Il piano del Reich era di deportare in Germania centinaia di migliaia di prede da usare nelle fabbriche come forza lavoro in sostituzione di giovani tedeschi chiamati alle armi. Dall’Italia e dagli altri teatri di guerra arrivano, spogliati di tutto, schiavi senza nome e senza diritti, privati delle garanzie scritte nella Convenzione di Ginevra (1929), sottratti all’aiuto della Croce Rossa, a stento raggiungibili dalla Segreteria di Stato della Santa Sede. Rari pacchi inviati da parenti oltrepassano barriere impenetrabili.

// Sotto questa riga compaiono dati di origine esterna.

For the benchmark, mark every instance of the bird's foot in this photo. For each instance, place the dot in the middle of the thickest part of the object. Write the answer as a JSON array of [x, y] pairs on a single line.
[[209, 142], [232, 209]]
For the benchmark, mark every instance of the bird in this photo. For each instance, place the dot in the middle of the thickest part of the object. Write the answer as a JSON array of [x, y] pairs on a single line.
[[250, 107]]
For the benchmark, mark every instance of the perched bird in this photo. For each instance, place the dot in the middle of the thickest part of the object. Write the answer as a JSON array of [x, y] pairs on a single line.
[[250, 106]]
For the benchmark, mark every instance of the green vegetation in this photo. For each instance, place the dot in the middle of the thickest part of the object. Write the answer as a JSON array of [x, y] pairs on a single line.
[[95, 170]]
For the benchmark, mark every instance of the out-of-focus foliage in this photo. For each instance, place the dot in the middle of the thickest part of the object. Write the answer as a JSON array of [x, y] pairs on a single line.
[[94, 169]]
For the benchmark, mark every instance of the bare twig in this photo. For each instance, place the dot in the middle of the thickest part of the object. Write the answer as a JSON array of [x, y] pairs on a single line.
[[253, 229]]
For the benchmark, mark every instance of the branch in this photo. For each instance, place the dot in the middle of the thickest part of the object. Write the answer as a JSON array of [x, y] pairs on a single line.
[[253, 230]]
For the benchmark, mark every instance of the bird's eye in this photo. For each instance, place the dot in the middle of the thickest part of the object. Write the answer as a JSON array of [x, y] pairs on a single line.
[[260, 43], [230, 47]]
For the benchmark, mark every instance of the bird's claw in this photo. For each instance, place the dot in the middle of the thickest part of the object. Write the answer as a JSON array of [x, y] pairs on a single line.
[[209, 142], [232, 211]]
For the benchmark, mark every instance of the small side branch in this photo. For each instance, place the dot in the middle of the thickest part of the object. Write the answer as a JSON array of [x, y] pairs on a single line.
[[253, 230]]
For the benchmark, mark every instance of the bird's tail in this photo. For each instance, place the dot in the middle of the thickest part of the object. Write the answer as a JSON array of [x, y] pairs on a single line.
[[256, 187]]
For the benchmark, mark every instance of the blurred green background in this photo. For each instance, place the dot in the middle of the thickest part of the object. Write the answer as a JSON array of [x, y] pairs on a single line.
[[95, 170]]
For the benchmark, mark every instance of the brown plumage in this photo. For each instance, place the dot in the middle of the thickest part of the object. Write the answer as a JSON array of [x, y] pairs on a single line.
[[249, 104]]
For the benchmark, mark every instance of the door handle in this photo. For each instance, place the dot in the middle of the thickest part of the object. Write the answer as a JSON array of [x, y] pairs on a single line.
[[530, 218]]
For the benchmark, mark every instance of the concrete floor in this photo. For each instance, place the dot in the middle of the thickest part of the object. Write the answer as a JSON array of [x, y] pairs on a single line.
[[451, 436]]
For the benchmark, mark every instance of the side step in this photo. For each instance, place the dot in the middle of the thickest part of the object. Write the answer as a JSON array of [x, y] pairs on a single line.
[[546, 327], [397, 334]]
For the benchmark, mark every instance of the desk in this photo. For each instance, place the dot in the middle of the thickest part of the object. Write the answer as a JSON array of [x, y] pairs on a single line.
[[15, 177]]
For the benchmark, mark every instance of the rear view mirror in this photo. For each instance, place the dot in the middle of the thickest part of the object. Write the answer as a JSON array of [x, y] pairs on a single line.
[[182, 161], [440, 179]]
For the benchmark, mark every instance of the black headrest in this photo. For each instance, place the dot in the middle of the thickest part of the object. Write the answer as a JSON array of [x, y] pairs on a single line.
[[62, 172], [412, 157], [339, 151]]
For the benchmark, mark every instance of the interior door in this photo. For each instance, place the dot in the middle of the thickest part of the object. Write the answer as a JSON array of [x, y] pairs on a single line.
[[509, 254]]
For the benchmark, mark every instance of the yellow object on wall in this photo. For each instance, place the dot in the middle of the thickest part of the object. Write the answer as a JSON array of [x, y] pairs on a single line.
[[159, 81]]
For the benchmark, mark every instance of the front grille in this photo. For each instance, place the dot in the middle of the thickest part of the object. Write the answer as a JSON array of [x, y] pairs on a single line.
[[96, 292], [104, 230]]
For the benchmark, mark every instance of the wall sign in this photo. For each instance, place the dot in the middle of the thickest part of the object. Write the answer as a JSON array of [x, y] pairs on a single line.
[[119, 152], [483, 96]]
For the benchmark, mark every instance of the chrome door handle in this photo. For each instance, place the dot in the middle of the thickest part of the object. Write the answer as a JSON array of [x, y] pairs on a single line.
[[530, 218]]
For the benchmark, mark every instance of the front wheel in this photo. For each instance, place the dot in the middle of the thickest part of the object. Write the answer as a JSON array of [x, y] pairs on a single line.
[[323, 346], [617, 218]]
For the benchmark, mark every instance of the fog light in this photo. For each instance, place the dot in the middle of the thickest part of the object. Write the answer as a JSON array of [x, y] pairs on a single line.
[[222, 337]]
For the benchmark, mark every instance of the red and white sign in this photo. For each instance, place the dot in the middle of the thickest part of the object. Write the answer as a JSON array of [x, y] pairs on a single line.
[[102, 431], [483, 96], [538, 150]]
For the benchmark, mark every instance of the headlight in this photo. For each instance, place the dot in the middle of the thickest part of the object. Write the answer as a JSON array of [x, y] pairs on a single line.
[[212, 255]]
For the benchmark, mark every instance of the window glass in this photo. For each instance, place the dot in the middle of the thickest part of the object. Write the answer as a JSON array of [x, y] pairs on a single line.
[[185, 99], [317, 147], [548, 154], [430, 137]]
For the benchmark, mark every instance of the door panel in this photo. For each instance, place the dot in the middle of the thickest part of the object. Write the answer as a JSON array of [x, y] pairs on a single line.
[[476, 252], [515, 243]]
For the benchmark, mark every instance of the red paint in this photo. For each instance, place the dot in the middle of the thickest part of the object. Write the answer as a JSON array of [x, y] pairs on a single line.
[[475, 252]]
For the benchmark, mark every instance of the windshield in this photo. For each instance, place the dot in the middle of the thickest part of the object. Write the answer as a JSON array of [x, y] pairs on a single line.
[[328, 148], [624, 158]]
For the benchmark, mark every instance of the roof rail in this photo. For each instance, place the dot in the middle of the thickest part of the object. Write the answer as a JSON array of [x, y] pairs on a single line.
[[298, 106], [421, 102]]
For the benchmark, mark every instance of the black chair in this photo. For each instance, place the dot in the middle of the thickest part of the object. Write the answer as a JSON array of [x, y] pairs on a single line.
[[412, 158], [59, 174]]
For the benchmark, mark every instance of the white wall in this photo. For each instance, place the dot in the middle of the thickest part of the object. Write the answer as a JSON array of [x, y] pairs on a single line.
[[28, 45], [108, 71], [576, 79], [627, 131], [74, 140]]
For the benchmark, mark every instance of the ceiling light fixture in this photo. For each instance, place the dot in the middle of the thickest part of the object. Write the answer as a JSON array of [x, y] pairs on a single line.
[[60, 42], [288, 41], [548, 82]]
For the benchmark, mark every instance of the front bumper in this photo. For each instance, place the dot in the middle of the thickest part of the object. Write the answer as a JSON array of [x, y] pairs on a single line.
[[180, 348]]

Identità cancellate. Situazione giuridica stravolta. Abbandonati al loro destino dal governo Badoglio e considerati ex nemici dagli Alleati, agli “ospiti” dei lager non viene riconosciuto lo status di prigionieri. Per Hitler sono internati, termine ambiguo (V) voluto per disporre liberamente di una massa enorme di “soldati del Duce”, da trattare come traditori.
La Convenzione dell’Aja (1907) stabilisce che uno stato neutrale dia rifugio a militari e disertori che temono la cattura, riconoscendo loro lo status di internati. La richiesta di protezione deve essere volontaria.
L’internamento deciso da Hitler è invece coatto e ha lo scopo distruttivo di usare braccia umane per lavori pesanti e degradanti. Nei lager gli schiavi dovranno lottare contro freddo, fame e malattie, ma anche contro le subdole lusinghe di emissari della Repubblica di Salò.
Solo una minoranza cede. 650.000 resistono ai ricatti, alle vendette, alle umilianti costrizioni (XIV). Ciò significa che in giovani educati all’ubbidienza e alla fede nel fascio, matura la consapevolezza dell’inganno subito e della follia della tragica alleanza col nazismo.
La “pedagogia” mussoliniana fallisce miseramente. Nella desolazione delle baracche, nelle marce forzate (terribili quelle della morte), nei luoghi del lavoro coatto, mette radici, in chi non viene travolto, un nuovo senso di dignità e di umanità. E soprattutto il proposito di consegnare alle generazioni future un’Italia diversa.
La vita del reduce, pur nella partecipazione di tanti alla attività politica del dopoguerra, rimarrà segnata dall’esperienza del lager. Il ritorno a casa è motivo di sollievo, ma pure di amarezza nel vedere gli aguzzini impuniti (XXI) e il proprio sacrificio non riconosciuto (XVII e XVIII).
Politica e burocrazia purtroppo hanno tentato di congelare la memoria di lutti e sofferenze (XXII): i motivi sono esaminati nell’ultima parte del libro. Oggi è bene ripetere che non c’è futuro dignitoso se si cancella la memoria del passato.